The simplification of power unit penalties will mean the maximum sanction a driver will face from now on is to be sent to the back of the starting grid.

In Austria last month, both McLaren drivers were handed farcical 25-place penalties from where they qualified for unscheduled engine and gearbox replacements — with only 20 cars on the grid.

That meant Jenson Button and Fernando Alonso had to take additional penalties during the race.

The FIA meeting also agreed that the McLaren drivers will be allowed an extra fifth unit for the season because Honda are new manufacturers.

The engine allocation was reduced from five engines to four this year, the second season of the complicated V6 turbo hybrid units.

The points based super-licence qualifying system was modified to allow more series, such as the German Touring Cars (DTM), to be eligible.

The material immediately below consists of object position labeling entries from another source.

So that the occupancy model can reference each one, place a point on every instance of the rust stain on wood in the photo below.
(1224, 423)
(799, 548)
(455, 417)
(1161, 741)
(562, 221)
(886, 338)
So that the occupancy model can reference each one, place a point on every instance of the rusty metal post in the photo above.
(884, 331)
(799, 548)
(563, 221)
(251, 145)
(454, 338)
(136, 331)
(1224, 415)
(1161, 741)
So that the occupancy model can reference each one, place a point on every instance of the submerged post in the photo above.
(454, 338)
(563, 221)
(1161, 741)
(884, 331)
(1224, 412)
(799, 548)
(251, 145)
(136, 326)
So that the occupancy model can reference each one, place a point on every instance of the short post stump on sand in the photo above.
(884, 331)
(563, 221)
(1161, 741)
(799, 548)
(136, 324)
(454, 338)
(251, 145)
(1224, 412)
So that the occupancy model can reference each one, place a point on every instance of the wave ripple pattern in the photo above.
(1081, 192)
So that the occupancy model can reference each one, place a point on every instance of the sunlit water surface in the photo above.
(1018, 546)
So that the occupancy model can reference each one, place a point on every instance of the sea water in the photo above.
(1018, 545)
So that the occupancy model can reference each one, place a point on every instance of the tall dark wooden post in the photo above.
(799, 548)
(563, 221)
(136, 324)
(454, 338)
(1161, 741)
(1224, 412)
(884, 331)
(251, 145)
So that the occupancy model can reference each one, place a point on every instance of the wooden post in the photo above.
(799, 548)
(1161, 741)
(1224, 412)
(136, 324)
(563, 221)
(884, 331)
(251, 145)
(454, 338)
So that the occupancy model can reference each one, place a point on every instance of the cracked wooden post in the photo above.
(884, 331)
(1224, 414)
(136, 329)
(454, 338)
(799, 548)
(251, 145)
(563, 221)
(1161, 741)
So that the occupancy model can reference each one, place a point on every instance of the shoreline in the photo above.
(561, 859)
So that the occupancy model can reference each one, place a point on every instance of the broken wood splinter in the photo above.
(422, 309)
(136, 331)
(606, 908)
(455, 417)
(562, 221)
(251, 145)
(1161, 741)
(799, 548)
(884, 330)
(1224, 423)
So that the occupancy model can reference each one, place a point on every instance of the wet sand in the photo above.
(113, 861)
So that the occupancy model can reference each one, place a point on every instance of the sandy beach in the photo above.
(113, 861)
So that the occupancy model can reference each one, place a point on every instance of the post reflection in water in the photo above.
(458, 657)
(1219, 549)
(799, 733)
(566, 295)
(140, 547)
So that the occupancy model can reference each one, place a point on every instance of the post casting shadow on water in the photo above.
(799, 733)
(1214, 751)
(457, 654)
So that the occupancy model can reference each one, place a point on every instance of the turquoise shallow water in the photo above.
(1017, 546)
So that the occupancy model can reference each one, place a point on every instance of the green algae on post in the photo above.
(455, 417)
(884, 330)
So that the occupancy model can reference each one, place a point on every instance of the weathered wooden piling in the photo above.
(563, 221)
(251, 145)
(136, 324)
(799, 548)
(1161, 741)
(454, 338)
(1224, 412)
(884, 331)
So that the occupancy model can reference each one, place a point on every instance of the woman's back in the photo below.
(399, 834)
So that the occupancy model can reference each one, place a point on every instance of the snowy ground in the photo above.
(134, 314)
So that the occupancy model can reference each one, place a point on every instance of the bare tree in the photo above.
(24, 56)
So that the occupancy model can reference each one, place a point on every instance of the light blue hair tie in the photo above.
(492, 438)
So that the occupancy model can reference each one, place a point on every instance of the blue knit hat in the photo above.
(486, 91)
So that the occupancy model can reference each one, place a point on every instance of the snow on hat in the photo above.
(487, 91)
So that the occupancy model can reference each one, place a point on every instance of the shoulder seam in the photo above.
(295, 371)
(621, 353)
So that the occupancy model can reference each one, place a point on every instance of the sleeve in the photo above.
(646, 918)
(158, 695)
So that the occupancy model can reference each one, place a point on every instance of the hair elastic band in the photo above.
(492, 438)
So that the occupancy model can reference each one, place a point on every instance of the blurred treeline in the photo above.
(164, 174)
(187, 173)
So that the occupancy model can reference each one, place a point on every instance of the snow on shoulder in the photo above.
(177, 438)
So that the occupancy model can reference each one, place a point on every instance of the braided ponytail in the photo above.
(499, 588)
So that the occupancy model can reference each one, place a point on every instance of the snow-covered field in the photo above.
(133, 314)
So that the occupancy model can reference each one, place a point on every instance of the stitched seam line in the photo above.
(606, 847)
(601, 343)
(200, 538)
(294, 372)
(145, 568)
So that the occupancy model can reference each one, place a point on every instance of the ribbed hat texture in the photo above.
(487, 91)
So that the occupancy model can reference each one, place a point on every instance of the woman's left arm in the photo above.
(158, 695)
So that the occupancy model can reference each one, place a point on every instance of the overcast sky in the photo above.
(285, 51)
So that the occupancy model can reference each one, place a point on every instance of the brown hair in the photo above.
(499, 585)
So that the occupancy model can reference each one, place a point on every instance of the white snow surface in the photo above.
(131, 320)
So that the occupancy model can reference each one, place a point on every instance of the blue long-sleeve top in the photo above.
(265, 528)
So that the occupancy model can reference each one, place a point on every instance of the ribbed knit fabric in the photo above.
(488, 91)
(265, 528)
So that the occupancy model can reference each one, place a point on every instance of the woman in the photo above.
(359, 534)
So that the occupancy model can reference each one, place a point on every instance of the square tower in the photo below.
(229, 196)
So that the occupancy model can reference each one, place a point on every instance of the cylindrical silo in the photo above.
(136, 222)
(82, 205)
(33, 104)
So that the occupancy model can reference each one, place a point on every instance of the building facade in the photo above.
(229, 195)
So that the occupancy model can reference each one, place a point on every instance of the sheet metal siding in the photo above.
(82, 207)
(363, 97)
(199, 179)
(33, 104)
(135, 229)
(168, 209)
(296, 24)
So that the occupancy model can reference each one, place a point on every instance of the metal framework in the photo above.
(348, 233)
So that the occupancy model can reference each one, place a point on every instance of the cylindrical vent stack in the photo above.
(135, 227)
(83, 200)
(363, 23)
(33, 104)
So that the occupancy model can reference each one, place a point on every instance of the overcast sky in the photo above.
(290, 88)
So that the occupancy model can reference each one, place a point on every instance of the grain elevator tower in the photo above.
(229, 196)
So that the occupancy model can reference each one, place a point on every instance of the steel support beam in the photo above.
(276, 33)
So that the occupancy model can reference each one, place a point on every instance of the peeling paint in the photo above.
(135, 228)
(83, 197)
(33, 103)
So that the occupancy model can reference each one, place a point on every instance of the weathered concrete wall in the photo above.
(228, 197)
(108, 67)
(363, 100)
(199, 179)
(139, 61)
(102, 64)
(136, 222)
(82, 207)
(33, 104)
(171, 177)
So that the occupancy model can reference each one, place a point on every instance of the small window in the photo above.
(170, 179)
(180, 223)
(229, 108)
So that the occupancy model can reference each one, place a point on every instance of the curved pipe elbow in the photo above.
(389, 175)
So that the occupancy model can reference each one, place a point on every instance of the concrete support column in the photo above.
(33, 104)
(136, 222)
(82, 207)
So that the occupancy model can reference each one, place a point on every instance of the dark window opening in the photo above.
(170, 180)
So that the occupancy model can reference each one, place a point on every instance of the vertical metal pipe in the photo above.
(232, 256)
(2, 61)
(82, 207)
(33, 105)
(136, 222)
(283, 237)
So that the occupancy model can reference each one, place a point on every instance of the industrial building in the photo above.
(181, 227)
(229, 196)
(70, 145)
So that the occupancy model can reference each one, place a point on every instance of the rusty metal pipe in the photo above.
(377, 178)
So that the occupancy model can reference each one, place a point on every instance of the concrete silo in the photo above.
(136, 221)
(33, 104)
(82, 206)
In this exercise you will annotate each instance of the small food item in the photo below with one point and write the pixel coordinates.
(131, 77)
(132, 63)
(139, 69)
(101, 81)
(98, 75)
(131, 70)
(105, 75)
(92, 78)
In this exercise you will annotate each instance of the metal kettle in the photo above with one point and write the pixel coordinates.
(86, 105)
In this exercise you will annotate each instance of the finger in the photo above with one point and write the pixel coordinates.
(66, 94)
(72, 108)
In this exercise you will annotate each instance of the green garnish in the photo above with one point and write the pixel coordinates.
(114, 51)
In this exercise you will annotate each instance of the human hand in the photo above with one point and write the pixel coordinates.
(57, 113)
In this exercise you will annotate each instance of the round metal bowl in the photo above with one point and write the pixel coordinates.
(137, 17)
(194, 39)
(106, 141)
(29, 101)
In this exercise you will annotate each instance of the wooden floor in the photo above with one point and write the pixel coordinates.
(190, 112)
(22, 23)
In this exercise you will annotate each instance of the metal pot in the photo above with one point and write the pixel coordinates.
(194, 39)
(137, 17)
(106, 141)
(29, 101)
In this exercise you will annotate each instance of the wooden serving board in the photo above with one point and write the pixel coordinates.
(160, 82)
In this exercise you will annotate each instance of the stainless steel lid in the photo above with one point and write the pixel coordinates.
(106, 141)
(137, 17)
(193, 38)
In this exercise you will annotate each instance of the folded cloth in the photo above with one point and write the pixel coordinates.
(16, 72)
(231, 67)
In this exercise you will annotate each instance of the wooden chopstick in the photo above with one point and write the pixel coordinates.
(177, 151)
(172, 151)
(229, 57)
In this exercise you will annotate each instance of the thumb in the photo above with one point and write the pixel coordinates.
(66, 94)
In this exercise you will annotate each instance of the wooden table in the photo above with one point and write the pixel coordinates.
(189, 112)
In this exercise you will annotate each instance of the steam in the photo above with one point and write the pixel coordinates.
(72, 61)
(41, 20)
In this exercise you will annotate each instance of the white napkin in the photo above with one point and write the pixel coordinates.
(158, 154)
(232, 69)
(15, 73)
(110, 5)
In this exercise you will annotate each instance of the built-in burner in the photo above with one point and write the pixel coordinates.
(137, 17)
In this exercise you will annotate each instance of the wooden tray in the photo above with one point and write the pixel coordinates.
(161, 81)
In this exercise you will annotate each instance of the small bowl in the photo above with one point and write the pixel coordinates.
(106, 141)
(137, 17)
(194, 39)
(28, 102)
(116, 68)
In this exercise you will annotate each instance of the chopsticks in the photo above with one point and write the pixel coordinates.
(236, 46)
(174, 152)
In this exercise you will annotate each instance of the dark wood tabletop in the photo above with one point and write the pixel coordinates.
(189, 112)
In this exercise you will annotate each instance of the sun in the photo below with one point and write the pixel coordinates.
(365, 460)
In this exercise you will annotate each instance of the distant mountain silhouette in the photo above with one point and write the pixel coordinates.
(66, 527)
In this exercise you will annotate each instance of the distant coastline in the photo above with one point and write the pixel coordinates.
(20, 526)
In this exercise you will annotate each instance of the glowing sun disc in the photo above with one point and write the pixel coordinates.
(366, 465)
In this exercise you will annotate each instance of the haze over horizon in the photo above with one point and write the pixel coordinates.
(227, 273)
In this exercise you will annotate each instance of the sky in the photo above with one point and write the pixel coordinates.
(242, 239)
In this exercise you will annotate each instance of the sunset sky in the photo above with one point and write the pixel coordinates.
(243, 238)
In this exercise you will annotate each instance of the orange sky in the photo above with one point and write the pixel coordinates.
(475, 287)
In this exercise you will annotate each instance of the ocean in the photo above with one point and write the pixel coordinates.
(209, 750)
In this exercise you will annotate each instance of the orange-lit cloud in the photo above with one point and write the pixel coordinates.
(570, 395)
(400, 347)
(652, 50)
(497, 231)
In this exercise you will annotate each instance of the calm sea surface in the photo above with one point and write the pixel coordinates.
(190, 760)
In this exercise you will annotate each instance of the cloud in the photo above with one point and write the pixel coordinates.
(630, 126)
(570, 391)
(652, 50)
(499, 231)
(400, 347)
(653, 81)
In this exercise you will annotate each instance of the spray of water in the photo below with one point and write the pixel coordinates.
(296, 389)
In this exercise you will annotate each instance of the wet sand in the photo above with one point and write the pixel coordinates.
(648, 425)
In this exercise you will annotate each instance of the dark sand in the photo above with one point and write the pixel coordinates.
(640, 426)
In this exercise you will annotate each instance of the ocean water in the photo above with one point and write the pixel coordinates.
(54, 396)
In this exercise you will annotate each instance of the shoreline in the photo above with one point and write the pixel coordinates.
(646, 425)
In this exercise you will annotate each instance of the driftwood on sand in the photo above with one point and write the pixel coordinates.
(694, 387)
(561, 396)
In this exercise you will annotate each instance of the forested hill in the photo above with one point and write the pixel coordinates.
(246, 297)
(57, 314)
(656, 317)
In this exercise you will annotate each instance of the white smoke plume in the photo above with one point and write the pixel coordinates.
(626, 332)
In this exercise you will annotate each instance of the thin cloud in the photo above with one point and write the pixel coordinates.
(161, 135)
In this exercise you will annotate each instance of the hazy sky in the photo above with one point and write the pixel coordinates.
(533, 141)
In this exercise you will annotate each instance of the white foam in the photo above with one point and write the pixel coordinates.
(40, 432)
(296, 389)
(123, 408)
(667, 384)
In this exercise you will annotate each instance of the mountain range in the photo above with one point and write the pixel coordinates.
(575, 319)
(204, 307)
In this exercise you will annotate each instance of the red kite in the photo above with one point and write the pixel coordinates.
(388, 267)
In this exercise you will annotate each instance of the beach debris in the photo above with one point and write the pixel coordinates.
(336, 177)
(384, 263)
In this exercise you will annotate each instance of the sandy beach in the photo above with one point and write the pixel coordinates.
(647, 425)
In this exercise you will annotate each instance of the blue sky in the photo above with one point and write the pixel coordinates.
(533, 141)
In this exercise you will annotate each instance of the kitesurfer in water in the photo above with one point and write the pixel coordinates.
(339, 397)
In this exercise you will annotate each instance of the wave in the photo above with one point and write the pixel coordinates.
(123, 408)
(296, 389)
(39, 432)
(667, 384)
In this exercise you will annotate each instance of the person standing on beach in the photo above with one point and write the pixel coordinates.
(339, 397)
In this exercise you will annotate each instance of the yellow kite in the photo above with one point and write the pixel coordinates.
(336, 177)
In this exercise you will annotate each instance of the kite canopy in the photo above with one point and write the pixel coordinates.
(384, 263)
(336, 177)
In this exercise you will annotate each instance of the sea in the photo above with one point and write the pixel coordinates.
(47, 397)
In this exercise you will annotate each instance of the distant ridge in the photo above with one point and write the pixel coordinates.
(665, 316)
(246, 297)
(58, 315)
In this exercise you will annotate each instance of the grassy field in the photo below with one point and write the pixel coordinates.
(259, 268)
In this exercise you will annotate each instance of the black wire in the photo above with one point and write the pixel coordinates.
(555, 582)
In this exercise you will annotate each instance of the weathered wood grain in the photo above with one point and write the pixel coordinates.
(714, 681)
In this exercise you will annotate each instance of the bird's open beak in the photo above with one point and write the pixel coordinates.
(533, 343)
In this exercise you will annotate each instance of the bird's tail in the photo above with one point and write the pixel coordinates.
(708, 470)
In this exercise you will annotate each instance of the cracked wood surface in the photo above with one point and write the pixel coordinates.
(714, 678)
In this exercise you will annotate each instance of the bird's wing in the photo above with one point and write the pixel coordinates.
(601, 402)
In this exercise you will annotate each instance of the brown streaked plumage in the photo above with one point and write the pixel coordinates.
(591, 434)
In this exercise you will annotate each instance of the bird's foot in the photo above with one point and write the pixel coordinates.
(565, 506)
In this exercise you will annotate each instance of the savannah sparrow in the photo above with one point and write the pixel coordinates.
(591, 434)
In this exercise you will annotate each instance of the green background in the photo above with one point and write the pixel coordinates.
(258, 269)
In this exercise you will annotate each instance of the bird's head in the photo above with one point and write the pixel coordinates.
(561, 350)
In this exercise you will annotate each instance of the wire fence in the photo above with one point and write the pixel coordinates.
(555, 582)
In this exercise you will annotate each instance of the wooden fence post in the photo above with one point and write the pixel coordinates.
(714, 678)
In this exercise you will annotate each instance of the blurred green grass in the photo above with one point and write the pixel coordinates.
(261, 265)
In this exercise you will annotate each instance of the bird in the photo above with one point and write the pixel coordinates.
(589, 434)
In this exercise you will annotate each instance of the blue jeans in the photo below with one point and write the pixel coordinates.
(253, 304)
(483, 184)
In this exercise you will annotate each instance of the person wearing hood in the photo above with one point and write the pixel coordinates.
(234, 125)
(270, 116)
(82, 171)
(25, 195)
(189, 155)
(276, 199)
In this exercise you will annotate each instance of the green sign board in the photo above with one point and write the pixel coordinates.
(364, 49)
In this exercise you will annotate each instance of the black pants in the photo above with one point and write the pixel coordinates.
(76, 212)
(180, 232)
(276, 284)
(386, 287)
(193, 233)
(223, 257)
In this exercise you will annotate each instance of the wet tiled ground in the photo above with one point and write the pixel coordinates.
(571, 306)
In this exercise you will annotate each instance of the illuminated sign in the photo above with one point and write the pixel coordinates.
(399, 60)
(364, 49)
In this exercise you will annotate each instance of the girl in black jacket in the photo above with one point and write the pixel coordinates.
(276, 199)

The FIA said the changes were also aimed at increasing flexibility for drivers who have qualified for a Super Licence but do not have the opportunity to race in Formula One.

“These drivers will now keep this possibility for three years (for example, typical F1 test driver situation),” it said.

The champion of the new electric Formula E Championship, Brazilian Nelson Piquet junior this year, will also be given a Formula One Super Licence, even though the series remains outside the points system.

The super-licence rules were changed to ensure drivers were of a minimum age and experience after Max Verstappen was signed by Toro Rosso as a 16-year-old.

The Dutch teenager made a strong debut this season at the age of 17 as the sport’s youngest ever driver.